Doghouse Leathers is seeing business at about 25% of normal as its sales have moved to online and pick-up — “mostly local customers needing essential supplies” (Image: @creativitythatconnects)

By Lena Friedman, CHS Intern

Big releases are still happening at Likelihood

Since Gov. Jay Inslee’s announcement of a phased approach to reopening Washington’s economy, Capitol Hill retailers have been busily planning — and putting some of those new plans into motion. Many neighborhood retailers are now opening up for curbside pickup as part of Phase 1 and are making plans for what the “new normal” in-store shopping will look like when brick and mortar stores can reopen to the public.

Washington’s Phase 2, which will allow for in-store shopping with certain restrictions, is expected to go into effect early June although no date has been specified. This will mark the closest return to business as usual for Washington retailers since their announced closure as part of Inslee’s “Stay Home, Stay Healthy” mandate on March 23.

Fashion and shoe store Likelihood on 11th Ave and E Union is figuring out where it fits into Washington’s phased approach. The store has been busy coming up with a plan to reopen their storefront after moving business online about a week before non-essential businesses were ordered to shut down.
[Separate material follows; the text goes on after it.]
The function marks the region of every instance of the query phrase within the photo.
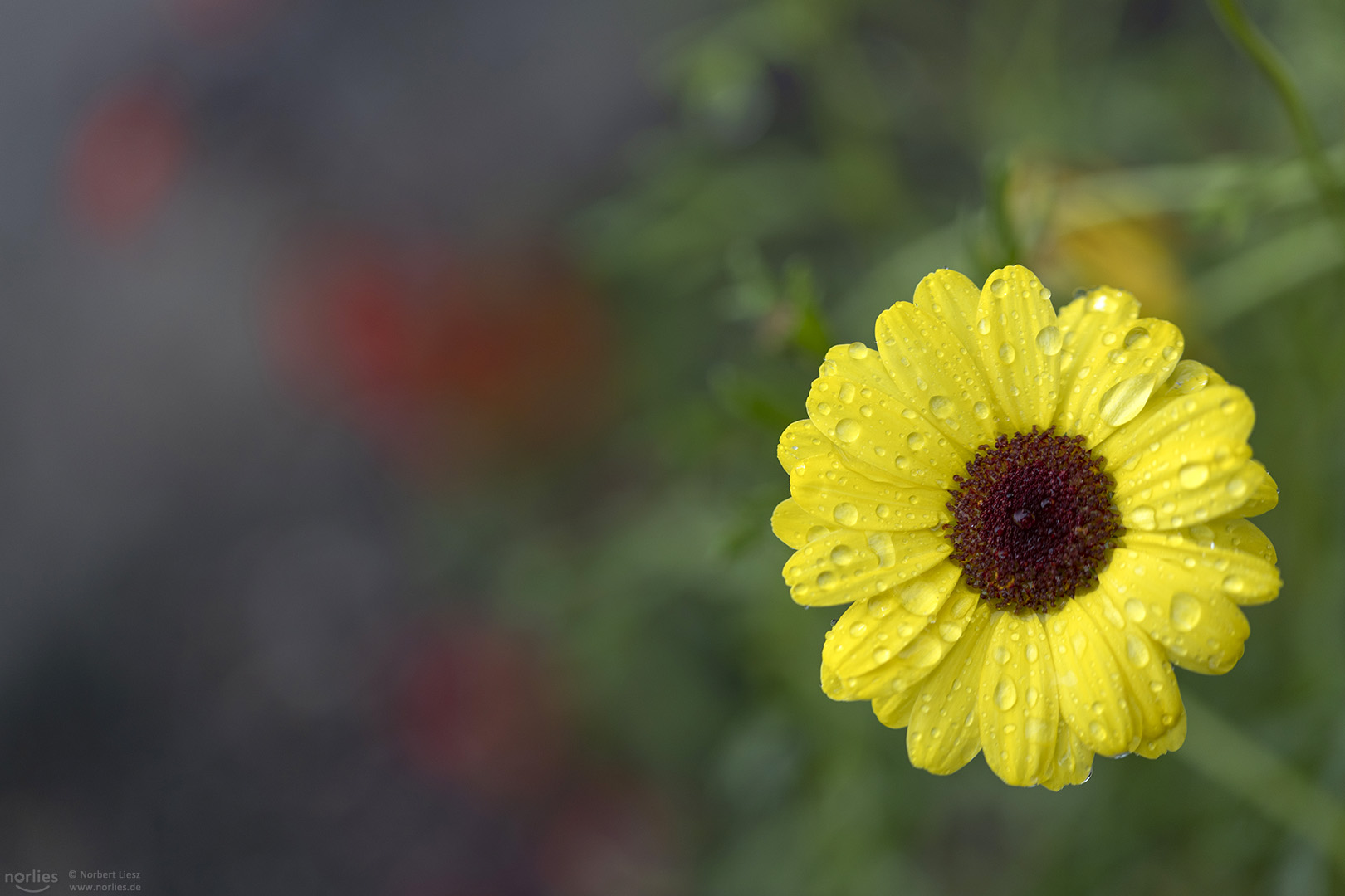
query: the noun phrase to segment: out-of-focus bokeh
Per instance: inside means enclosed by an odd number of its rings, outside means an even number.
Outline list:
[[[1338,179],[1345,9],[1248,12]],[[1274,787],[1210,775],[1245,750],[1060,794],[911,768],[820,693],[831,614],[792,604],[767,525],[822,353],[925,273],[1127,287],[1247,390],[1282,488],[1283,595],[1184,693],[1345,801],[1345,228],[1205,5],[24,0],[0,26],[0,872],[1345,887]]]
“We are a specialty retailer built on personal and individual partnerships with our customers, and a lot of our product is considered touch and feel, so the majority of our business before this was in-store” co-owner Daniel Carlson said. “We started Likelihood built around the experience of the store versus virtually online.”

The company has been doing solely online orders since then and is preparing to reopen the store once the state permits.

Carlson said that being able to do curbside pickup works well for their business model so that they can get their shoe launches quickly to customers.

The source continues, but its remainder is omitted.